Sabalenka, this Tuesday against Erika Andreeva.
Sabalenka, this Tuesday against Erika Andreeva.Yves Herman (REUTERS)

And it abounds: “They have realized that being physically well can be a determining factor in winning games. Before, tactics were used more and tennis did not go as fast. There is a big difference from when I started playing on the WTA circuit (2008) to when I finished (2021). Now, the tennis players come much more prepared from below and, above all, they have the ideal size. I think that is very good for women’s sports, because it means that it continues to become more professional and there are many more means to travel with a team structure. It all adds up. In the past, it was not given as much importance or perhaps they were not as aware.”

Paradoxically, the number of matches played by the strongest on the circuit (top-10) has been decreasing over the last decade. If in 2013 the average was 70, last season it was 62. According to experts, the reduction responds to the greater physical and emotional demand of a sport that squeezes the maximum and rewards the machines. It does not seem a coincidence that Swiatek, Sabalenka and Gauff appear at the top, that the silhouettes increasingly resemble those of triathletes nor that the athletes monitor and preserve their bodies more than ever. At high altitudes, the difference between one side or the other of the result can be a gram up or down, in that last extra that can provide the benefit of the current ultra-controlled procedure.

BADOSA NIGHT REMONTAGE

AC | Paris

Paula Badosa’s duel against the British Katie Boulter, scheduled for the third daytime shift, should have been played in the afternoon. However, the rain delayed the start until the evening and the Spanish tennis player, patient, decided it in her favor: 4-6, 7-5 and 6-4, after 2h 18m.

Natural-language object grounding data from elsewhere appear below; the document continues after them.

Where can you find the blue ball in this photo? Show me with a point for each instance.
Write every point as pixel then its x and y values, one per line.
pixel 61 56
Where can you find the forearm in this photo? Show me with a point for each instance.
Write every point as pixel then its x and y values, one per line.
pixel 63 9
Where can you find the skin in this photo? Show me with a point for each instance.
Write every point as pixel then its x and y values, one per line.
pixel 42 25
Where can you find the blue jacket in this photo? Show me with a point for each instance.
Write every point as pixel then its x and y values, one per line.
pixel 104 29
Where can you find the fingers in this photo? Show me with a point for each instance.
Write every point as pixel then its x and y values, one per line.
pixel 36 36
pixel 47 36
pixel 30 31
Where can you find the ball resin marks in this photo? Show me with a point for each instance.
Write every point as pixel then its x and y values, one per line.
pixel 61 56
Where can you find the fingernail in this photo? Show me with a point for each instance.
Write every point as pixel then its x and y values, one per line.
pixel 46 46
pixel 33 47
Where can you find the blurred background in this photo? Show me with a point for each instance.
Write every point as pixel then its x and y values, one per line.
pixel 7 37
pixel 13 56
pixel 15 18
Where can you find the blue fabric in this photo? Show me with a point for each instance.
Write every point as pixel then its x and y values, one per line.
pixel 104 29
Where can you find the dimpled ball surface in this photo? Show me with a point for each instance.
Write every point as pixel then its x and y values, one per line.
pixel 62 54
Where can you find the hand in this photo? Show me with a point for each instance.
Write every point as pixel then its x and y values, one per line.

This is the Catalan’s third comeback in the last four games she has played. In Rome she overcame the good start of Mirra Andreeva, Emma Navarro and Diana Shnaider, and in the end she could not beat Coco Gauff. Her next rival will be Yulia Putintseva.

Irene Burillo, who at 26 years old was making her debut in a major, did not have any option against the Japanese Moyuka Uchijima (double 6-1).